FGSM Network Adversarial Attack

With continuous development and evolution of data, computing power, and theories in recent years, deep learning has been widely applied in many fields involving images, texts, voice, and autonomous driving. Meanwhile, people are getting more and more concerned about the security issues of various models in use, because AI models are vulnerable to intentional or unintentional attacks and generate incorrect results.

In this case, we will use the FGSM attack as an example to demonstrate how to attack and mislead a model.

Adversarial Example Definition

Szegedy first proposed the concept of adversarial examples in 2013.

Small perturbations that cannot be perceived by humans are added to original examples, which deteriorates the performance of deep models. Such examples are adversarial examples. For example, after a noise is added to the image that should be predicted as panda, the model predicts the image as gibbon. The example is an adversarial example.

fgsm-panda-image

The image comes from Explaining and Harnessing Adversarial Examples.

Attack Methods

Attacks on models can be classified from the following aspects:

Information that can be obtained by attackers:
- White-box attack: Attackers have all knowledge and access permissions on a model, including the model structure, weight, input, and output. Attackers can interact with the model system in the process of generating adversarial attack data. Due to that attackers completely master information about models, they can design specific attack algorithms based on the features of the attacked model.
- Black-box attack: Contrary to white-box attacks, attacks only obtain limited information about models. Attackers know nothing about the structure or weight of the model and know only part of the input and output.
Attackers’ purposes:
- Targeted attack: Attackers misguide the model result into a specific category.
- Untargeted attacks: Attackers only want to generate incorrect results and do not care about new results.

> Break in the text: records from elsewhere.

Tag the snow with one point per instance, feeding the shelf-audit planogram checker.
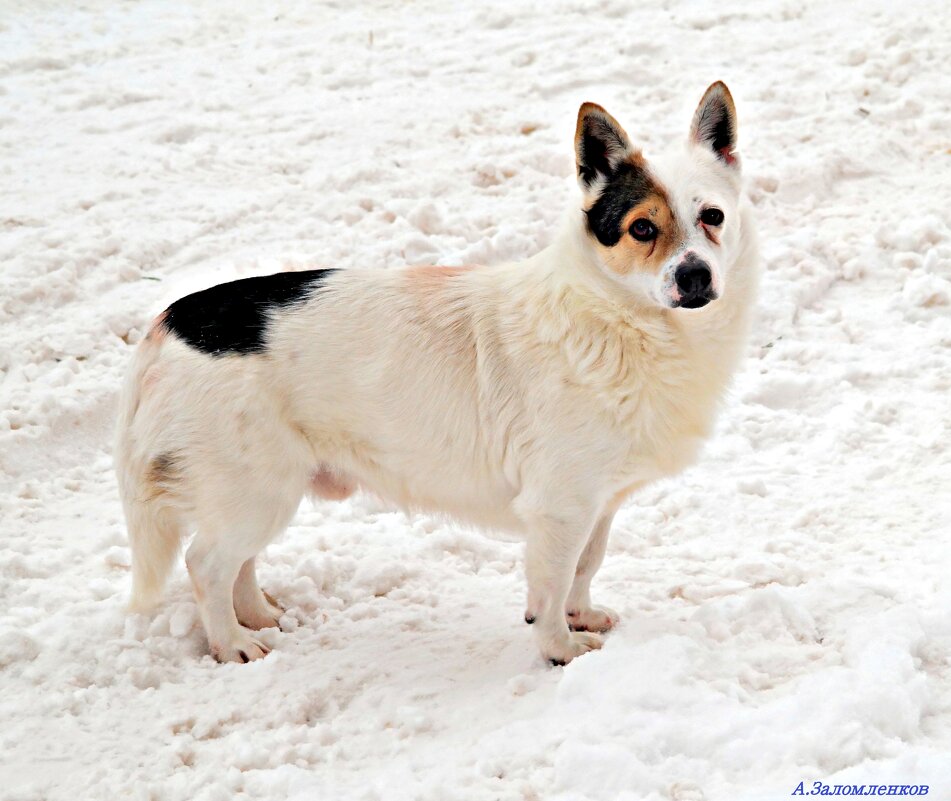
(786, 605)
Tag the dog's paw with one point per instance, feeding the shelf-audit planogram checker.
(575, 644)
(241, 648)
(595, 618)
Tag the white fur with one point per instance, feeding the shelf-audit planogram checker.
(532, 397)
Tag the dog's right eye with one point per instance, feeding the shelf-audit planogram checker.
(643, 230)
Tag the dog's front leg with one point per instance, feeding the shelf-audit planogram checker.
(555, 544)
(582, 616)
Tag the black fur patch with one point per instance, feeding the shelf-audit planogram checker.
(715, 126)
(627, 187)
(599, 138)
(233, 318)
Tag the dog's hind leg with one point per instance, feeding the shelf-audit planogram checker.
(253, 607)
(230, 533)
(582, 616)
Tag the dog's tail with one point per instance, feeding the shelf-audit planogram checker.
(145, 485)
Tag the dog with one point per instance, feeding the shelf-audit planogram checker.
(532, 397)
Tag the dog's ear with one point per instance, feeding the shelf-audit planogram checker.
(714, 123)
(600, 145)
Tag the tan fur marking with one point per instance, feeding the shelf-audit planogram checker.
(163, 473)
(629, 255)
(330, 485)
(431, 274)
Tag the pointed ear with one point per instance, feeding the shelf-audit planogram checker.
(600, 145)
(714, 123)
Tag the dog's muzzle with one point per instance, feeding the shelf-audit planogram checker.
(694, 281)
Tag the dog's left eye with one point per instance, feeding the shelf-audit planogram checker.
(643, 230)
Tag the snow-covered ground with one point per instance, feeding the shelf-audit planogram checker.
(786, 603)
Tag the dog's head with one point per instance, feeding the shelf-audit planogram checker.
(664, 229)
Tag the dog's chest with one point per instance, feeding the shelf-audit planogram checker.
(659, 396)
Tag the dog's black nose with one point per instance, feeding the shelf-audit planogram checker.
(694, 280)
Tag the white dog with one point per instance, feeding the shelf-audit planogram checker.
(533, 397)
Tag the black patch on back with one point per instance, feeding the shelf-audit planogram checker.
(627, 187)
(233, 318)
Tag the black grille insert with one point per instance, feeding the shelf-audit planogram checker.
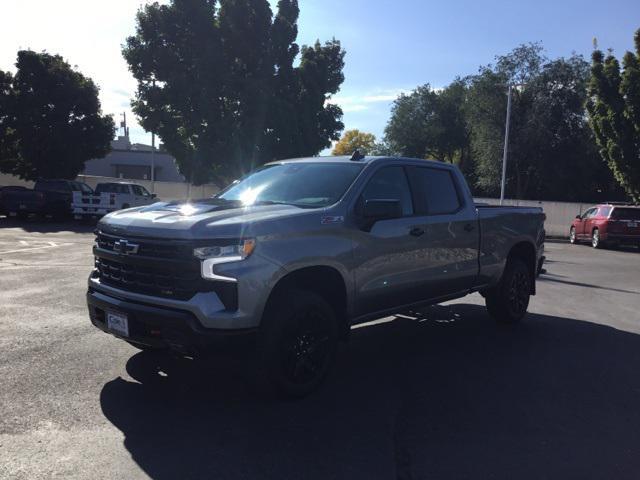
(159, 268)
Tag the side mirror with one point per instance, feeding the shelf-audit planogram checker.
(379, 209)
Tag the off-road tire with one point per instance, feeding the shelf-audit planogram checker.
(297, 343)
(509, 301)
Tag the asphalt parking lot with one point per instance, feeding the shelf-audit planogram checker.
(445, 393)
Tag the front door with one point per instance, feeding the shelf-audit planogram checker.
(452, 233)
(389, 254)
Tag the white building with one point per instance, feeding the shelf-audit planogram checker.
(133, 161)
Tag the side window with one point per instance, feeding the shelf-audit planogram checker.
(389, 183)
(435, 191)
(604, 212)
(590, 213)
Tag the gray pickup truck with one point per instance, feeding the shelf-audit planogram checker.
(300, 250)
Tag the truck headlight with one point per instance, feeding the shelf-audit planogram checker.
(216, 255)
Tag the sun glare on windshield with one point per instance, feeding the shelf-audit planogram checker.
(248, 197)
(187, 209)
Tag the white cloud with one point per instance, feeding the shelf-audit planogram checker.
(360, 103)
(89, 35)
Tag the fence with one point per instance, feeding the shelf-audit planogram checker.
(559, 214)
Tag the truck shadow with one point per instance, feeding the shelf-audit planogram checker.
(443, 393)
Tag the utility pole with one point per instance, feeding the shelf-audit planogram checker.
(506, 146)
(153, 156)
(153, 162)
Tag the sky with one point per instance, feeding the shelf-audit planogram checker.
(392, 46)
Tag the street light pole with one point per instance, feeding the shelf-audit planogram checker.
(153, 156)
(153, 162)
(506, 146)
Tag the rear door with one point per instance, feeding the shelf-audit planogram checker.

The Fast Gradient Sign Method (FGSM) attack used in this case is a white-box attack method, which can be either a targeted or untargeted attack.

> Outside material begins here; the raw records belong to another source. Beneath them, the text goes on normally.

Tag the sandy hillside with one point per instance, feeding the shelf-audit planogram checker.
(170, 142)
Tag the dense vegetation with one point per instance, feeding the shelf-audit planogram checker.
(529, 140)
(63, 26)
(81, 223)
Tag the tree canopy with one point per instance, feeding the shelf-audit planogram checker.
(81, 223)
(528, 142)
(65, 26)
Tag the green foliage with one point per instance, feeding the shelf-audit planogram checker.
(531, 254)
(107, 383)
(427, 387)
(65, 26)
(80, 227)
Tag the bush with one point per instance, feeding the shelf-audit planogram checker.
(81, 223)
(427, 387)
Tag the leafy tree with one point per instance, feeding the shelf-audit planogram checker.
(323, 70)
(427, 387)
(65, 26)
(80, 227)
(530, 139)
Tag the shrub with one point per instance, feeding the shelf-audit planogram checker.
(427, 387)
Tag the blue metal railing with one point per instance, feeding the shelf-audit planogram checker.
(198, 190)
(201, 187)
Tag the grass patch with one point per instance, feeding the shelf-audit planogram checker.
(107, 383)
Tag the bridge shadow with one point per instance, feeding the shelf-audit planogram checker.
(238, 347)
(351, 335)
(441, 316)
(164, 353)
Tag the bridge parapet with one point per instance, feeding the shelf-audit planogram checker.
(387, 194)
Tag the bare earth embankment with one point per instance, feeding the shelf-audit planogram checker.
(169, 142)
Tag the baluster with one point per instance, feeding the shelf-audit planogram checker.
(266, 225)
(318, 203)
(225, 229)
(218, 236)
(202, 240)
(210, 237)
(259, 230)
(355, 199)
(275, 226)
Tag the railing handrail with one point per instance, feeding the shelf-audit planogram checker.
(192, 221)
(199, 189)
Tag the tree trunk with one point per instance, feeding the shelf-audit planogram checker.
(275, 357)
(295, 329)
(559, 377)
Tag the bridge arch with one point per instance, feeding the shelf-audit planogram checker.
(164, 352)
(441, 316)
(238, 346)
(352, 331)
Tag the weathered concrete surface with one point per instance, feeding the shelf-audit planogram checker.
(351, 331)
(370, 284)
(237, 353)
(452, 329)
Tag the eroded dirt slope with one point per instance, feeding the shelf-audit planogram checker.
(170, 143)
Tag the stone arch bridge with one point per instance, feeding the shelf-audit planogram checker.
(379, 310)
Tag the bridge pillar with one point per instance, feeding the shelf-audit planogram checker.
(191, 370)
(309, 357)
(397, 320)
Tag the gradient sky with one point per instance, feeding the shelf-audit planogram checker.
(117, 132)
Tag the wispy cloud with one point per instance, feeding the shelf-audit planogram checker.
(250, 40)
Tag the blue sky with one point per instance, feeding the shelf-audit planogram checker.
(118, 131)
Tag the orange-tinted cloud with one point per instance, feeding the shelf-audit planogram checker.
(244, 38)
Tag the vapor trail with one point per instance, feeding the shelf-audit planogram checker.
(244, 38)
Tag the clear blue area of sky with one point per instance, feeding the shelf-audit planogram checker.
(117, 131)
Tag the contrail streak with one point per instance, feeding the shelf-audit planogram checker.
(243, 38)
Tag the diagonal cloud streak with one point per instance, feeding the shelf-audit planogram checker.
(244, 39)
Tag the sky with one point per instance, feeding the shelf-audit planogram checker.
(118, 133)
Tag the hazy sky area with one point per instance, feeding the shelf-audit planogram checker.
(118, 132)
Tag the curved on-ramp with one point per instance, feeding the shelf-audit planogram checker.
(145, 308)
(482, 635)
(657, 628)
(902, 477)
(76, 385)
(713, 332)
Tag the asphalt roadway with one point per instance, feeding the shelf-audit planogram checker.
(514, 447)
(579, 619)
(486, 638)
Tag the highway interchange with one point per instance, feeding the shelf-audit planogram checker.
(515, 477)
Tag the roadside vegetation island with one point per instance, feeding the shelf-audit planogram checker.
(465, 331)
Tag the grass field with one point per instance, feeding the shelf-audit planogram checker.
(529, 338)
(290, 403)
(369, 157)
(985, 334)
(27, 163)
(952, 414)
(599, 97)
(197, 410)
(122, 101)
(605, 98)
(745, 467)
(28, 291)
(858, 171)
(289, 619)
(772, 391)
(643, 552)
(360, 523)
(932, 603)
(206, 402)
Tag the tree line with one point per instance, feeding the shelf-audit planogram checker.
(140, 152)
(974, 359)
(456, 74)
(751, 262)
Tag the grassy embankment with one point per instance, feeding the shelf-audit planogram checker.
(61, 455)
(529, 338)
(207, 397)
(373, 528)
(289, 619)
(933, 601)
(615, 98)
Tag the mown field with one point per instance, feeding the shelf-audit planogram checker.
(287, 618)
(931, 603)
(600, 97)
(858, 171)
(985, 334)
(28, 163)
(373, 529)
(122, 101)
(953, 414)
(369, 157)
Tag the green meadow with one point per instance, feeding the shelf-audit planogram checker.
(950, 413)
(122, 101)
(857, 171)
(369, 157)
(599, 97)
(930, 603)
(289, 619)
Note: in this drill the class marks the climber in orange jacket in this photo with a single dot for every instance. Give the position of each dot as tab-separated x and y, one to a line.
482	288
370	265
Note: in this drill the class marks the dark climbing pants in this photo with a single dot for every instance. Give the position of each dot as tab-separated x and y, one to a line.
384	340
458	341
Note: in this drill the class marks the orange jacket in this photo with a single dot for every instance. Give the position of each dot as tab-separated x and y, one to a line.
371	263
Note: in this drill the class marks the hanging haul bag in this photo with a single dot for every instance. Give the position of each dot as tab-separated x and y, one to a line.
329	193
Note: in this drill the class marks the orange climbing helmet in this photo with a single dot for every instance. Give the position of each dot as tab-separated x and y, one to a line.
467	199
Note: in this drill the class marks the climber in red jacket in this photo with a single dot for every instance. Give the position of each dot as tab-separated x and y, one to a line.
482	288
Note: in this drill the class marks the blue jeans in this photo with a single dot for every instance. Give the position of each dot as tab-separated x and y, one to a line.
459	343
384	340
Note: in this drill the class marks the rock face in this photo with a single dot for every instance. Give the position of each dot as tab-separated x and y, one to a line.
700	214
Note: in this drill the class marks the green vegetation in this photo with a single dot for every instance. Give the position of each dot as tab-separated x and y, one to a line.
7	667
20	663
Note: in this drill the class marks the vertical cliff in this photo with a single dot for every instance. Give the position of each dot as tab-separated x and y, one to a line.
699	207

For more model security functions, see MindSpore Armour. Currently, MindSpore Armour supports multiple adversarial example generation methods, such as FGSM, LLC, and Substitute Attack, and provides adversarial example robustness, fuzz testing, and privacy protection and evaluation modules to enhance model security.

FGSM Attack

During the training of a classification network, a loss function is defined to measure the distance between the model output value and the actual label of the example. The model gradient is computed through backward propagation. The network parameters are updated through gradient descent to reduce the loss value and improve the model accuracy.

FGSM is a simple and efficient method for generating adversarial examples. Different from the training process of a normal classification network, FGSM computes the gradient $\nabla_{x} J (θ, x, y)$ of the loss to the input. The gradient indicates the sensitivity of the loss to the input change.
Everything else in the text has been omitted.